Addirittura in Giappone lo Stato ha chiesto i danni ai connazionali prigionieri che è riuscito a liberare. Se si esclude il caso del soldato Jessica, che è un copione da film, in America, che pure è la patria della televisione e con il massimo di esposizione sull’argomento, la morte e la liberazione si risolvono entrambe in un cerimoniale che è tanto sobrio quanto lo permette la necessaria retorica di circostanza.

Invece in Italia la politica del pollaio non risparmia nessuno, non tollera la presenza di aquile, falchi e volatili nobili, e perciò subito li riporta a terra, nel mezzo del cortile. Certo, l’uso politico di un successo militare è legittimo e non deve scandalizzarci. Ma qui siamo già  oltre l’abuso, non c’è più tono, nè stile nè gusto, non c’è nulla di ponderato, ed è ridicolo quel leader che ha bisogno di inventarsi eroi e antieroi per nascondere i propri difetti, le proprie inadeguatezze, i propri cattivi odori.

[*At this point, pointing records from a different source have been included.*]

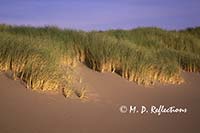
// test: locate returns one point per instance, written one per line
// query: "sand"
(26, 111)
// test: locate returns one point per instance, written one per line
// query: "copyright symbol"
(123, 109)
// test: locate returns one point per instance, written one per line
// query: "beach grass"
(44, 57)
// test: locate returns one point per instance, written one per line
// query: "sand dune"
(25, 111)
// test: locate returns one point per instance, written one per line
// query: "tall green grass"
(40, 55)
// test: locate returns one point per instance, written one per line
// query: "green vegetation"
(44, 57)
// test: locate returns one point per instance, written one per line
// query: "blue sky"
(102, 14)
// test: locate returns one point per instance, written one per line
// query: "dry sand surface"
(25, 111)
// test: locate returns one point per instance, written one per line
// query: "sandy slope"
(24, 111)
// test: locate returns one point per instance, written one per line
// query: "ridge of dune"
(25, 111)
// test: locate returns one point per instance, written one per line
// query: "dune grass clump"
(41, 55)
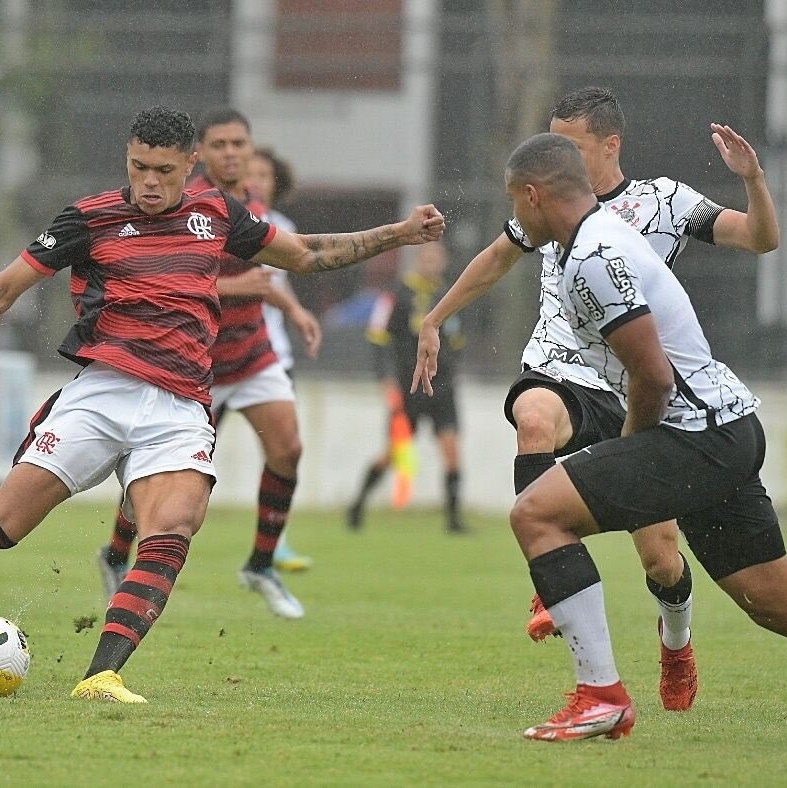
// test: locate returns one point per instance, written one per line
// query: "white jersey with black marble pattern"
(664, 211)
(609, 275)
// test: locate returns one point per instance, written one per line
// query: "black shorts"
(709, 481)
(440, 408)
(595, 415)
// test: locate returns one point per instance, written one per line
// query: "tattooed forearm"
(332, 251)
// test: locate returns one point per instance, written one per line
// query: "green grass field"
(410, 668)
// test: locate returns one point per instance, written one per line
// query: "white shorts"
(105, 421)
(271, 384)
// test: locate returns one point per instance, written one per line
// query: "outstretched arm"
(14, 280)
(757, 230)
(486, 268)
(306, 254)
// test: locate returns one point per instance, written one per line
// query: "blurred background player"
(248, 377)
(393, 331)
(271, 179)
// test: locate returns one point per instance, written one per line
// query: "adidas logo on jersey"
(128, 231)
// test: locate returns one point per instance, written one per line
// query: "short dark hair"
(551, 160)
(282, 174)
(218, 116)
(598, 107)
(162, 127)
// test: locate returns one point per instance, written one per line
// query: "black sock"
(370, 481)
(452, 481)
(563, 572)
(6, 542)
(528, 467)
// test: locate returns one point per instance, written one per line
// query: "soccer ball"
(14, 657)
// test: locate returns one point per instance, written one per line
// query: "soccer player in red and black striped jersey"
(247, 375)
(144, 263)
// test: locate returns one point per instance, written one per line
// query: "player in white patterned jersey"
(599, 288)
(559, 404)
(691, 446)
(661, 209)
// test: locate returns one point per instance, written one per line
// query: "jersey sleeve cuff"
(33, 263)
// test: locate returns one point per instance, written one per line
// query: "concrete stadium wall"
(343, 428)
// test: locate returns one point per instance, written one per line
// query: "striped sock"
(140, 600)
(275, 499)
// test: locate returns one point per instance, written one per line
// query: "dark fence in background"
(501, 66)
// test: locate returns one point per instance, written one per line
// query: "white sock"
(583, 623)
(676, 620)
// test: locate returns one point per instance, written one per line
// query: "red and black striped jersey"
(242, 347)
(144, 287)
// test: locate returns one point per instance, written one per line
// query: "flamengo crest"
(199, 224)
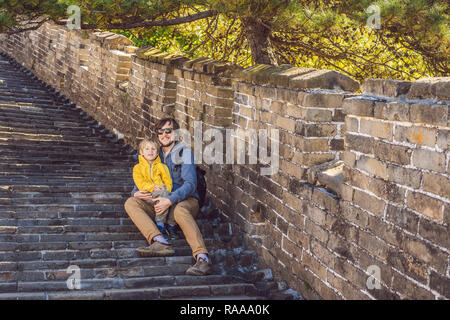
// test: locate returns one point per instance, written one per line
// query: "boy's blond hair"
(145, 142)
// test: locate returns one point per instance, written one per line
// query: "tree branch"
(151, 23)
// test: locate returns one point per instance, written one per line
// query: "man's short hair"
(163, 121)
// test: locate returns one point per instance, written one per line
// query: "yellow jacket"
(146, 181)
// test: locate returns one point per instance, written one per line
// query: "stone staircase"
(63, 182)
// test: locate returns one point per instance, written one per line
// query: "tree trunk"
(257, 36)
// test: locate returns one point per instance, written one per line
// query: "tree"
(412, 41)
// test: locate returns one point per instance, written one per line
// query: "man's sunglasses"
(166, 130)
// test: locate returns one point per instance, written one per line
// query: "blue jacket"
(182, 168)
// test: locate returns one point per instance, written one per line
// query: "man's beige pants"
(184, 213)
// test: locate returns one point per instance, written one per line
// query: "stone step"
(56, 190)
(216, 291)
(15, 113)
(110, 157)
(177, 281)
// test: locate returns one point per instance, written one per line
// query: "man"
(183, 202)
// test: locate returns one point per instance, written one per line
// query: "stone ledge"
(385, 87)
(437, 89)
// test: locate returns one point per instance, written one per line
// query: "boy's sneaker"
(156, 249)
(161, 227)
(172, 232)
(200, 268)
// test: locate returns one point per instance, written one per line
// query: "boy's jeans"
(163, 216)
(184, 213)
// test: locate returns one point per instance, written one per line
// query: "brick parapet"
(392, 209)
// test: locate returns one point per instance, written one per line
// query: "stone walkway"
(63, 182)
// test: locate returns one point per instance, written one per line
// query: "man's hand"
(161, 204)
(143, 195)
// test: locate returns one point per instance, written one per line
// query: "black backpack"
(201, 184)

Questa è stata sicuramente una bella operazione, per la gioia delle famiglie e delle persone che amano Agliana, Cupertino e Stefio e che concretamente li hanno riavuti, ma l’indiscutibile successo militare non può essere sbriciolato nei mammismi, nel teatrino di Berlusconi, non può essere infarinato con tutti i miasmi elettorali, nei comizi di provincia, nei sondaggi, nei soliti eccessi servizievoli di Porta a Porta Bab Bab.

È probabile che subito dopo le elezioni anche i nomi degli ex ostaggi verranno dimenticati, certamente non diventeranno uno di quei miti che sorreggono la realtà  perché cristallizzano interessi, speranze, e passioni.
Aiutiamoli dunque a ritrovare se stessi, a tornare normali, definitivamente liberiamoli. Anche perché la guerra è lunga e non sempre la mamma riuscirà  a dare il passo al Paese.